What has changed is the business mix. About 70 percent of SpaceX’s revenue now comes from Starlink, its satellite broadband division, which has millions of customers and a recurring revenue model that is increasingly familiar to public market investors.
Space launches still require a lot of capital and are unpredictable. Look at Starlink, which otherwise resembles a global telecommunications operator.
Still, a record close to the numbers being discussed requires confidence not only in Starlink’s growth, but also in SpaceX’s ability to execute Starship and maintain its technological lead as China accelerates its own commercial space ambitions.

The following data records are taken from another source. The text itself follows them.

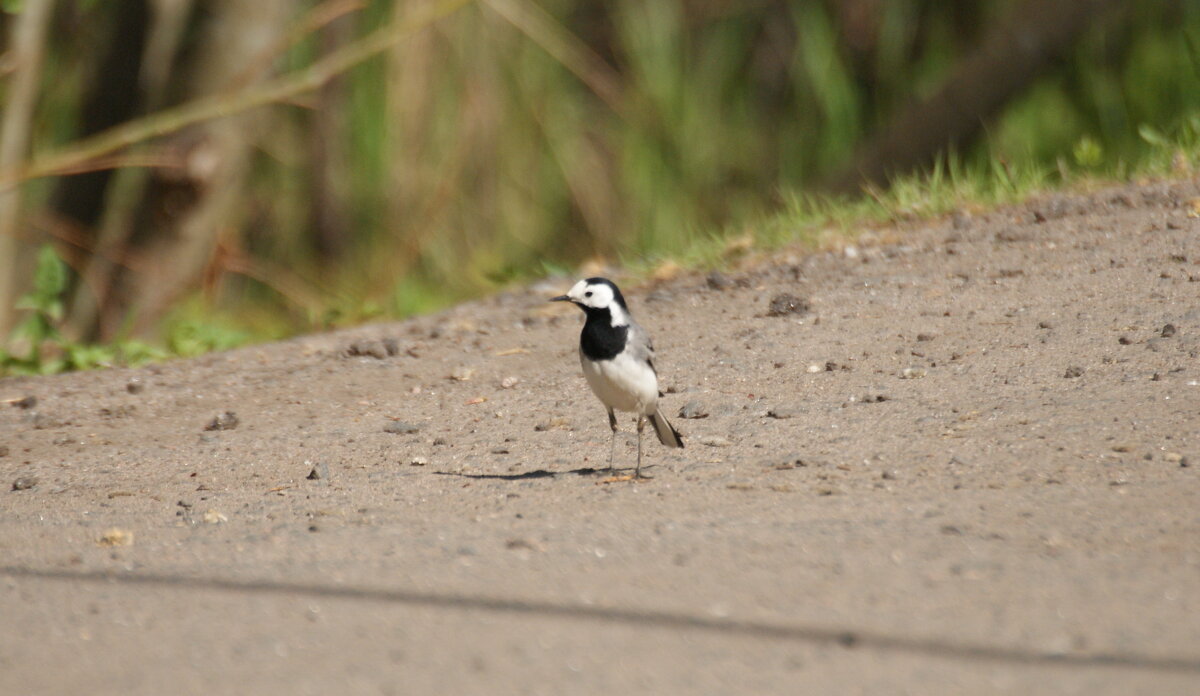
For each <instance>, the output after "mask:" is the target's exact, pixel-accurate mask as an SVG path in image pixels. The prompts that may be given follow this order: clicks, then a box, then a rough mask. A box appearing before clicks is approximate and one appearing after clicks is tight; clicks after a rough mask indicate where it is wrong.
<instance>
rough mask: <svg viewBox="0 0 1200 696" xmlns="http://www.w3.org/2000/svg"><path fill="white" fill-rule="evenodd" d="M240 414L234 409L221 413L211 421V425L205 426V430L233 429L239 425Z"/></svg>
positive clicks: (210, 424)
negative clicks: (234, 409)
mask: <svg viewBox="0 0 1200 696" xmlns="http://www.w3.org/2000/svg"><path fill="white" fill-rule="evenodd" d="M238 422H239V421H238V414H235V413H234V412H232V410H227V412H224V413H220V414H217V415H216V418H214V419H212V420H211V421H209V425H206V426H204V430H209V431H211V430H233V428H235V427H238Z"/></svg>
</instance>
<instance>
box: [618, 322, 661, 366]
mask: <svg viewBox="0 0 1200 696" xmlns="http://www.w3.org/2000/svg"><path fill="white" fill-rule="evenodd" d="M625 341H626V343H625V350H629V356H630V358H632V359H634V360H644V361H646V362H647V364H648V365H649V366H650V370H654V344H653V343H652V342H650V336H649V334H647V332H646V329H642V328H641V326H640V325H638V324H637V323H635V322H630V323H629V337H628V338H626V340H625ZM655 374H658V371H655Z"/></svg>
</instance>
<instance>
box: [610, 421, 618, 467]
mask: <svg viewBox="0 0 1200 696" xmlns="http://www.w3.org/2000/svg"><path fill="white" fill-rule="evenodd" d="M608 427H611V428H612V445H611V446H610V448H608V470H610V472H611V470H612V457H613V455H616V454H617V414H614V413H613V412H612V409H611V408H610V409H608Z"/></svg>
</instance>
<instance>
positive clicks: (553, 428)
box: [533, 416, 571, 432]
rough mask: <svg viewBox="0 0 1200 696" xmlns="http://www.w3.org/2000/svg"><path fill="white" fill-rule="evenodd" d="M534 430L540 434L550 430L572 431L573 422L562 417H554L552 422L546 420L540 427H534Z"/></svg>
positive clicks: (542, 423) (557, 416)
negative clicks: (571, 430)
mask: <svg viewBox="0 0 1200 696" xmlns="http://www.w3.org/2000/svg"><path fill="white" fill-rule="evenodd" d="M533 430H535V431H538V432H546V431H548V430H571V421H569V420H566V419H565V418H562V416H554V418H552V419H550V420H544V421H541V422H539V424H538V425H535V426H533Z"/></svg>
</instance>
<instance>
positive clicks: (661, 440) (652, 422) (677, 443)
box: [647, 409, 683, 448]
mask: <svg viewBox="0 0 1200 696" xmlns="http://www.w3.org/2000/svg"><path fill="white" fill-rule="evenodd" d="M647 418H648V419H649V421H650V425H653V426H654V432H655V433H658V436H659V442H660V443H662V444H665V445H667V446H668V448H682V446H683V436H680V434H679V431H677V430H676V428H674V426H672V425H671V421H668V420H667V416H665V415H662V409H659V410H655V412H654V413H653V414H650V415H649V416H647Z"/></svg>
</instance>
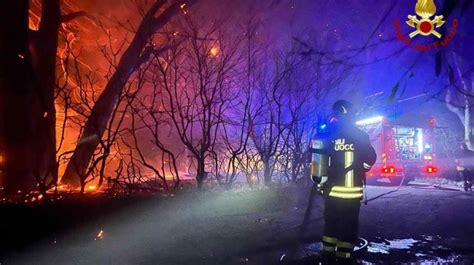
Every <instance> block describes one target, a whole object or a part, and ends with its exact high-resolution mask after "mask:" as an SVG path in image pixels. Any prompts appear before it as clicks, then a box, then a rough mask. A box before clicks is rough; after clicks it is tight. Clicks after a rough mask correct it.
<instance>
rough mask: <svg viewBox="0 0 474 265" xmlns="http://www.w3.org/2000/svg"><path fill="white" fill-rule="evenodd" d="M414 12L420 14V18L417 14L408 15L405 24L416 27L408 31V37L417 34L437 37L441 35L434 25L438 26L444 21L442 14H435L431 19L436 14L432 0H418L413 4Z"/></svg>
mask: <svg viewBox="0 0 474 265" xmlns="http://www.w3.org/2000/svg"><path fill="white" fill-rule="evenodd" d="M415 12H416V14H417V15H418V16H420V19H418V17H417V16H413V15H408V21H407V24H408V25H409V26H410V27H412V28H415V29H416V30H415V31H413V32H412V33H410V38H413V37H415V36H416V35H418V34H420V35H423V36H429V35H431V34H433V35H435V36H436V37H438V38H441V37H442V35H441V33H439V32H437V31H436V30H435V27H436V28H439V27H441V26H443V24H444V23H445V21H444V20H443V19H444V16H443V15H440V16H435V17H434V18H433V19H431V17H432V16H434V15H435V14H436V5H435V3H434V1H433V0H418V2H417V3H416V6H415Z"/></svg>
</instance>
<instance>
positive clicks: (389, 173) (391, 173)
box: [382, 166, 396, 174]
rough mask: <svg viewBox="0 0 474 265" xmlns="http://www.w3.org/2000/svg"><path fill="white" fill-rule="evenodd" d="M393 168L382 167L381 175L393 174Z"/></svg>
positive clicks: (388, 166) (389, 166) (388, 167)
mask: <svg viewBox="0 0 474 265" xmlns="http://www.w3.org/2000/svg"><path fill="white" fill-rule="evenodd" d="M395 171H396V170H395V167H393V166H384V167H383V168H382V173H385V174H394V173H395Z"/></svg>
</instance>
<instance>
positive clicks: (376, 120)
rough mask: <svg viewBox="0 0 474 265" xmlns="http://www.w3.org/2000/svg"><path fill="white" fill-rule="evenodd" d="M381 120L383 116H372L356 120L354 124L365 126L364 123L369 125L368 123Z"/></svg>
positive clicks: (370, 122)
mask: <svg viewBox="0 0 474 265" xmlns="http://www.w3.org/2000/svg"><path fill="white" fill-rule="evenodd" d="M381 121H383V116H375V117H372V118H368V119H364V120H360V121H358V122H356V125H359V126H365V125H369V124H374V123H379V122H381Z"/></svg>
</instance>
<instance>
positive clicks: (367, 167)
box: [322, 123, 377, 199]
mask: <svg viewBox="0 0 474 265" xmlns="http://www.w3.org/2000/svg"><path fill="white" fill-rule="evenodd" d="M323 141H324V142H325V144H324V146H325V149H324V150H323V152H322V153H324V154H326V155H328V156H329V157H330V164H329V170H328V182H327V185H326V187H327V188H326V192H327V193H328V194H329V196H332V197H336V198H342V199H360V198H362V196H363V181H364V179H365V172H366V171H368V170H370V168H371V167H372V165H373V164H374V163H375V161H376V159H377V155H376V153H375V150H374V148H373V147H372V145H371V144H370V139H369V135H368V134H367V133H365V132H363V131H362V130H360V129H359V128H357V127H356V126H355V125H354V124H350V123H336V124H334V125H333V126H332V128H331V130H330V133H328V134H327V135H326V137H325V139H323Z"/></svg>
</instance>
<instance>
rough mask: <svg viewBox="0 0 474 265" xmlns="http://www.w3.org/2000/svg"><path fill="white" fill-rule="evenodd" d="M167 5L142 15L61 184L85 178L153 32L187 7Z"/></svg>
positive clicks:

This is not an overblown question, but rather a question of whether private markets can continue to absorb the scale of investment that companies require.
A quieter win
Elsewhere, second-tier late-stage tech companies look more like the conventional IPO path.
Databricks and Canva, in particular, are similar businesses that have spent several years deliberately preparing for the public market rather than flirting with it.
Databricks, whose data and analytics software comprises a large part of the modern AI stack, now generates more than $4 billion in annual revenue, and has told investors that it is cash flow positive.
The company raised funding this year at a valuation of about $134 billion, proving its status as one of the world’s most valuable private software companies.
Chief executive Ali Ghodsi was candid by Silicon Valley standards, and admitted that a public listing was a “natural outcome” for a business of this size.
However, he emphasized that time is the most important thing. And with business customers increasingly sensitive to stability and long-term roadmaps, amid talk of a so-called AI bubble, a share listing could provide as much certainty as liquidity.
Canva’s path is even more methodical. This design platform has more than 250 million monthly active users worldwide and continues to expand beyond consumer graphics.
The company has conducted several internal share sales to provide liquidity to employees, changed its governance structure, and hired senior financial executives with public markets experience, all of which are pre-IPO signals.
However, its founders, Melanie Perkins and Cliff Obrecht, continued to emphasize independence, saying that profitability and product expansion should come before flotation.
What differentiates these companies from AI labs and space ventures is their predictability. Revenues continue to grow, capital requirements are manageable, and the business model is well understood by investors.
So, if the IPO window does reopen, it may be these quieter, less spectacular names that will test it first.